How severe does this issue affect your experience of using Ray?
- Medium: It contributes to significant difficulty to complete my task, but I can work around it.
I’m new to Ray, but so far so good! Using the Ray Server doc examples I’ve built a “Driver” ingress deployment that dispatches (by URL) between two other deployments, one for “/embeddings” and one for “/inference”. It works well!
Driver.__init__()
captures the deployments, and Driver.__call__()
accepts a Request
and dispatches between them based on request.url.path
, e.g.:
if request.url.path.startswith('/embeddings'):
ref = await self.embedding.classify.remote(req)
...
return await ref #produces a Response
I’d now like to serve a Gradio page under the “/chat” url.

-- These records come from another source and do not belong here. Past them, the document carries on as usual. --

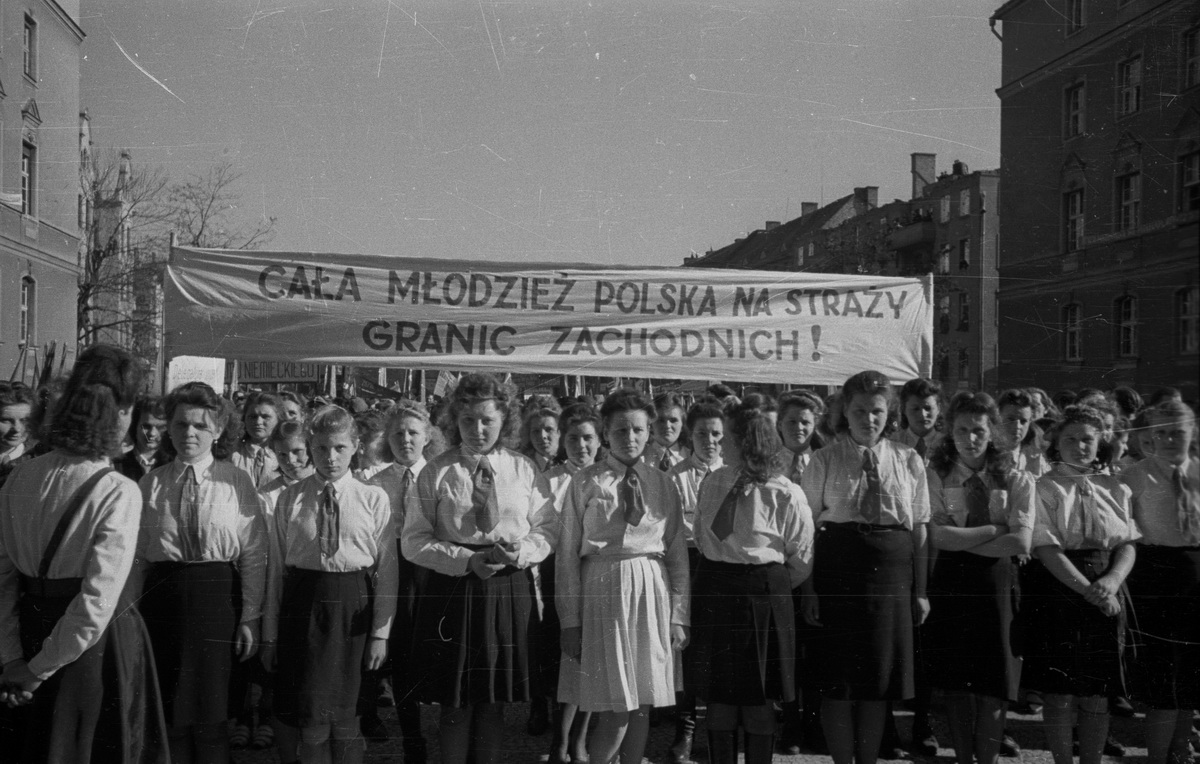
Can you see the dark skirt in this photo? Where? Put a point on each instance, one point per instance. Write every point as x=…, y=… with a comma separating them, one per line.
x=966, y=639
x=472, y=638
x=324, y=621
x=863, y=581
x=1071, y=647
x=105, y=707
x=743, y=637
x=1165, y=589
x=191, y=614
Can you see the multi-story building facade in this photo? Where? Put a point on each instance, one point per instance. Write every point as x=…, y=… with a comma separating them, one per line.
x=1101, y=163
x=40, y=205
x=947, y=228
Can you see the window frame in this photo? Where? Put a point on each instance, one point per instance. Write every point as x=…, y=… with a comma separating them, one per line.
x=1127, y=215
x=1073, y=220
x=1074, y=109
x=1187, y=320
x=1125, y=322
x=1073, y=331
x=1128, y=85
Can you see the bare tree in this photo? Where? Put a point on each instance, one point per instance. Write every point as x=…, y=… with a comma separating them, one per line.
x=203, y=210
x=133, y=209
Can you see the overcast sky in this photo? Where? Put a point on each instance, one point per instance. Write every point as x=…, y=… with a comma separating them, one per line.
x=609, y=131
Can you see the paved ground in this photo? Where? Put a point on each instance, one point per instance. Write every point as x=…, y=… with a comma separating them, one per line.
x=522, y=749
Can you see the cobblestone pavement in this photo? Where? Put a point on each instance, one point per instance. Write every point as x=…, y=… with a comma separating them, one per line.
x=522, y=749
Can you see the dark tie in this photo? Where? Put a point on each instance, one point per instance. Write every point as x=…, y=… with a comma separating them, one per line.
x=330, y=522
x=871, y=506
x=723, y=522
x=1187, y=507
x=631, y=503
x=665, y=462
x=189, y=517
x=483, y=497
x=978, y=497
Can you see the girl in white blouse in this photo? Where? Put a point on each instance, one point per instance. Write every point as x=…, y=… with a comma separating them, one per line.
x=622, y=581
x=480, y=518
x=870, y=500
x=1165, y=583
x=1084, y=540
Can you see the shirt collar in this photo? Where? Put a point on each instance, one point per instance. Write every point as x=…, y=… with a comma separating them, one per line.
x=203, y=467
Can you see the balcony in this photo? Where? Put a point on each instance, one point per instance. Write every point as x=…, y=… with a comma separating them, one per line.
x=912, y=236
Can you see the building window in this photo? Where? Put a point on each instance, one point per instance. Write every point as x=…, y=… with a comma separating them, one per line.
x=1187, y=312
x=1126, y=311
x=1073, y=220
x=28, y=179
x=30, y=48
x=1129, y=85
x=1128, y=202
x=1074, y=14
x=1073, y=110
x=1073, y=332
x=1192, y=56
x=1189, y=182
x=28, y=311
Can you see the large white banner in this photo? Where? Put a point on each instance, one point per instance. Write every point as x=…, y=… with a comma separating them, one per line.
x=682, y=323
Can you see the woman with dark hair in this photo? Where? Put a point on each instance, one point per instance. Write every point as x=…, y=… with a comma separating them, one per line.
x=982, y=510
x=870, y=499
x=755, y=535
x=480, y=517
x=1084, y=540
x=1165, y=583
x=72, y=642
x=261, y=415
x=204, y=545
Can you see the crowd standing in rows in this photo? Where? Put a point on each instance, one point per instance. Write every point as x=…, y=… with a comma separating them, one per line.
x=286, y=564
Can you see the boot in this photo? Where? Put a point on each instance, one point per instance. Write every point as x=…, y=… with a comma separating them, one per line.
x=685, y=732
x=723, y=746
x=760, y=749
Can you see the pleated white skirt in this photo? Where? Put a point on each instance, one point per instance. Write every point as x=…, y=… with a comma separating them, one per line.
x=625, y=659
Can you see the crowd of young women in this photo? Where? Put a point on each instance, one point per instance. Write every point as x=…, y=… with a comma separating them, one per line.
x=741, y=554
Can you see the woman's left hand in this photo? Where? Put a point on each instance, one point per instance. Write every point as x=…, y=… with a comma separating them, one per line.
x=921, y=608
x=245, y=644
x=679, y=636
x=376, y=654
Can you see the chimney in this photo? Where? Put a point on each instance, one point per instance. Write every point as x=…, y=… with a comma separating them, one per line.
x=924, y=172
x=868, y=197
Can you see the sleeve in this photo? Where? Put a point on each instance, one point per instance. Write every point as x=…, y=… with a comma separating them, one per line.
x=921, y=503
x=10, y=629
x=388, y=566
x=253, y=547
x=419, y=541
x=937, y=510
x=113, y=546
x=568, y=583
x=676, y=545
x=798, y=536
x=1047, y=501
x=813, y=483
x=276, y=558
x=1021, y=500
x=544, y=521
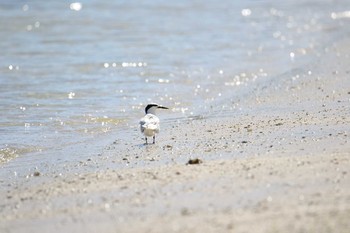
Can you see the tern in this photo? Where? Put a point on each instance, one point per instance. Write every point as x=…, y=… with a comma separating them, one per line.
x=149, y=124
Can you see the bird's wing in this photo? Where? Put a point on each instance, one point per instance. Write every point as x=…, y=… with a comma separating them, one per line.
x=149, y=121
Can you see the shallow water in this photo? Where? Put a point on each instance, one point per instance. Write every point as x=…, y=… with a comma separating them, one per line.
x=72, y=74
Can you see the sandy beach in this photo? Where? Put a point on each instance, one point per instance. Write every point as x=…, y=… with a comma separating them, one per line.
x=280, y=163
x=275, y=160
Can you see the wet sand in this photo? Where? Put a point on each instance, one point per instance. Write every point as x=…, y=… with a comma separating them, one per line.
x=280, y=163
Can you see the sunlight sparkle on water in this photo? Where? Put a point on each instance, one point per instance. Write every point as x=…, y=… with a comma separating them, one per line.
x=75, y=6
x=246, y=12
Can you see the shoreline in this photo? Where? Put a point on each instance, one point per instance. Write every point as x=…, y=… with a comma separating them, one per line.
x=278, y=164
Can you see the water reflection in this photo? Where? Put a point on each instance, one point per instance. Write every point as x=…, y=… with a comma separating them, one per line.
x=69, y=71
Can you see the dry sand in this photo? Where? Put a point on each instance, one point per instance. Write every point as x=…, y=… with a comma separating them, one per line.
x=280, y=163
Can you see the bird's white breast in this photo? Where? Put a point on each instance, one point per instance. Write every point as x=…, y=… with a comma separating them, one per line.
x=149, y=125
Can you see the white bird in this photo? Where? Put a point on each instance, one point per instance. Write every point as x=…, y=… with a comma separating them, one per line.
x=149, y=124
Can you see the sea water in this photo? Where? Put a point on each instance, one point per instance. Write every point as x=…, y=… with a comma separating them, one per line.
x=74, y=73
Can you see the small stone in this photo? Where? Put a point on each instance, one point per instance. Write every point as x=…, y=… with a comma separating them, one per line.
x=194, y=161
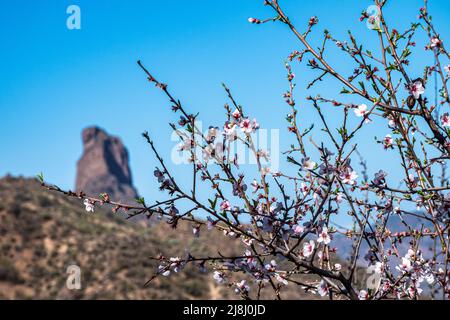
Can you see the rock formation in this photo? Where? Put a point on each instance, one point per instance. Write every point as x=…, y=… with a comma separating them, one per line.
x=103, y=167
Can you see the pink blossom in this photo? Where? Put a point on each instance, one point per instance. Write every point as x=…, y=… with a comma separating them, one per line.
x=416, y=89
x=298, y=229
x=363, y=295
x=322, y=289
x=324, y=236
x=246, y=126
x=361, y=110
x=445, y=120
x=308, y=248
x=447, y=69
x=89, y=205
x=236, y=114
x=387, y=141
x=225, y=205
x=349, y=177
x=435, y=42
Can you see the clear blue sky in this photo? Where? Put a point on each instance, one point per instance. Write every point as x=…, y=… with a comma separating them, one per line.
x=55, y=81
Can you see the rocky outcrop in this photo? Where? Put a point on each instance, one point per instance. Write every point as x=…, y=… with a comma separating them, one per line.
x=104, y=166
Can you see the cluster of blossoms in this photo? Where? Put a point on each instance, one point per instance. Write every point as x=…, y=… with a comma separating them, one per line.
x=288, y=221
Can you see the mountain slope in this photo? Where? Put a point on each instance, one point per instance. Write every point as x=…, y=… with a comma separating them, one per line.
x=42, y=233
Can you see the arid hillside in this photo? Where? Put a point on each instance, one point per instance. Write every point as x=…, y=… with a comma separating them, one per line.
x=42, y=233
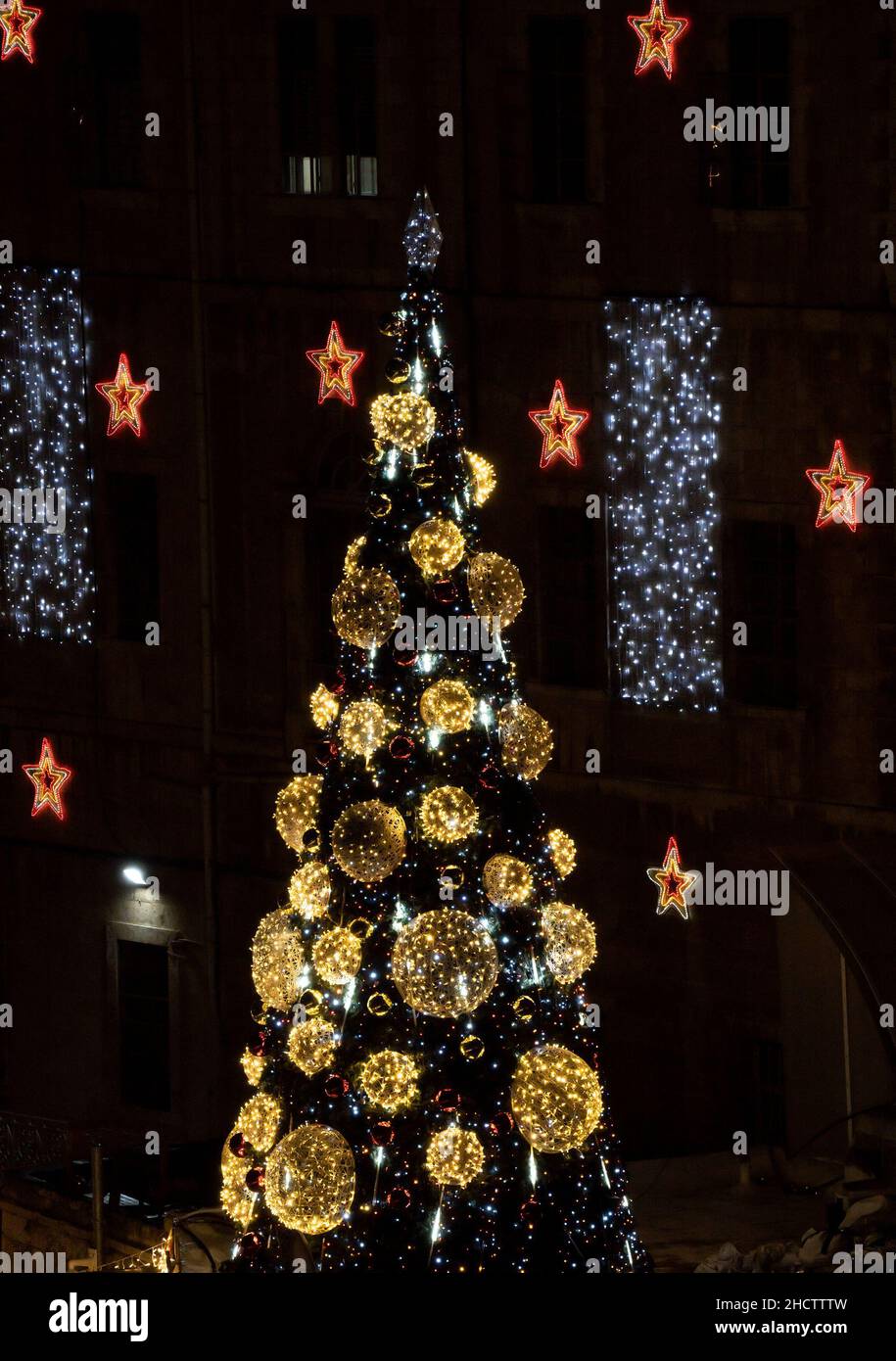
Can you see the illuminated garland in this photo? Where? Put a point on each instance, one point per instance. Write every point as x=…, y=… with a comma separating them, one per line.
x=663, y=515
x=46, y=583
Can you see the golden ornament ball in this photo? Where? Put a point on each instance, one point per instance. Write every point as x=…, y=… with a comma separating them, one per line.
x=259, y=1120
x=563, y=852
x=323, y=705
x=296, y=809
x=309, y=1179
x=526, y=739
x=403, y=419
x=312, y=1046
x=278, y=960
x=365, y=607
x=447, y=705
x=363, y=727
x=309, y=890
x=556, y=1099
x=353, y=554
x=569, y=941
x=482, y=475
x=237, y=1200
x=495, y=588
x=337, y=956
x=368, y=840
x=389, y=1079
x=445, y=962
x=447, y=814
x=436, y=546
x=506, y=881
x=254, y=1066
x=453, y=1157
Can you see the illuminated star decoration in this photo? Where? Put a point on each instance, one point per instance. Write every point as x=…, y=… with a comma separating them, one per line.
x=337, y=365
x=17, y=22
x=48, y=778
x=658, y=31
x=672, y=881
x=839, y=491
x=124, y=398
x=560, y=425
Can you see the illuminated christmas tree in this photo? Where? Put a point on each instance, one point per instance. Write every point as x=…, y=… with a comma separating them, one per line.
x=428, y=1086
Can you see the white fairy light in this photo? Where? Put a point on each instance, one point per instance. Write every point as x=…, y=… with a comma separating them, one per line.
x=663, y=516
x=46, y=578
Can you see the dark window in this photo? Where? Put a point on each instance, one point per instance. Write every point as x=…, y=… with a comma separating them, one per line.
x=759, y=77
x=328, y=125
x=571, y=596
x=145, y=1025
x=355, y=95
x=768, y=1092
x=557, y=102
x=762, y=583
x=132, y=510
x=114, y=118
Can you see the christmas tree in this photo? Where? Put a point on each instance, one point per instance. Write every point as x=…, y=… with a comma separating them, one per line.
x=428, y=1088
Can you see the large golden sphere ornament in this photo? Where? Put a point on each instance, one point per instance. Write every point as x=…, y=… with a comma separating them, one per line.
x=556, y=1099
x=495, y=588
x=453, y=1157
x=436, y=546
x=363, y=727
x=403, y=419
x=526, y=739
x=324, y=707
x=309, y=1179
x=312, y=1046
x=506, y=881
x=309, y=890
x=337, y=956
x=278, y=960
x=445, y=962
x=447, y=814
x=389, y=1079
x=259, y=1120
x=365, y=607
x=569, y=941
x=563, y=851
x=368, y=840
x=482, y=475
x=296, y=809
x=237, y=1200
x=447, y=705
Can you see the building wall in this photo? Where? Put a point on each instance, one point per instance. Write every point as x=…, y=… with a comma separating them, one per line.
x=180, y=750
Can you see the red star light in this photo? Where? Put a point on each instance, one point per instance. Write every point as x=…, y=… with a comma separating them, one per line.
x=337, y=365
x=17, y=22
x=48, y=778
x=560, y=425
x=672, y=881
x=839, y=491
x=124, y=398
x=658, y=31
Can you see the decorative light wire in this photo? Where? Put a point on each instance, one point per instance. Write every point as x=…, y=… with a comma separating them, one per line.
x=46, y=582
x=663, y=515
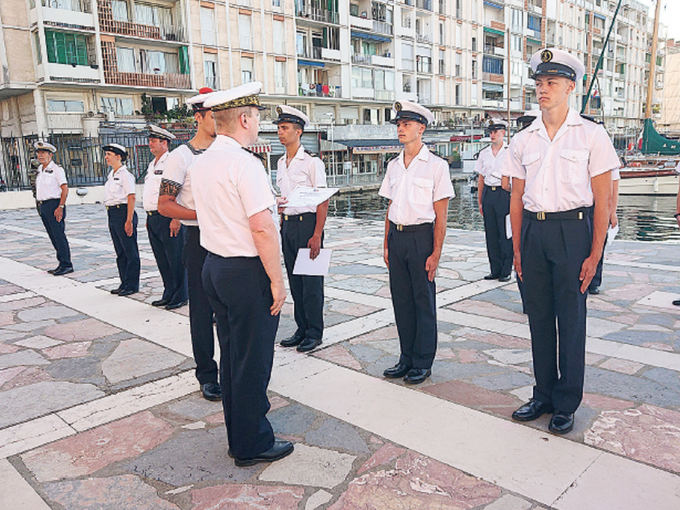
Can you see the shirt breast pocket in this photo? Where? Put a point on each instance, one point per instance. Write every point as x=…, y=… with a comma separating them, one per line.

The standalone deployment works like a charm:
def gradio_builder():
def respond(message, user_bot_history):
return random.choice(["Yes", "No"])
iface = gr.ChatInterface(respond)
#without this there is a constant polling loop of some kind
iface.config["dev_mode"] = False
return iface
@serve.deployment(
#route_prefix="/chat",
ray_actor_options={"num_cpus": 0},
autoscaling_config={"min_replicas": 1, "max_replicas": 1},
)
class MyGradioServer(GradioIngress):
def __init__(self):
super().__init__(gradio_builder)
deploy = MyGradioServer.bind()
Now, finally, my question; How do I combine this deployment with my Driver ingress deployment such that it supports “/embeddings”, “/inference”, and “/chat” from the same server?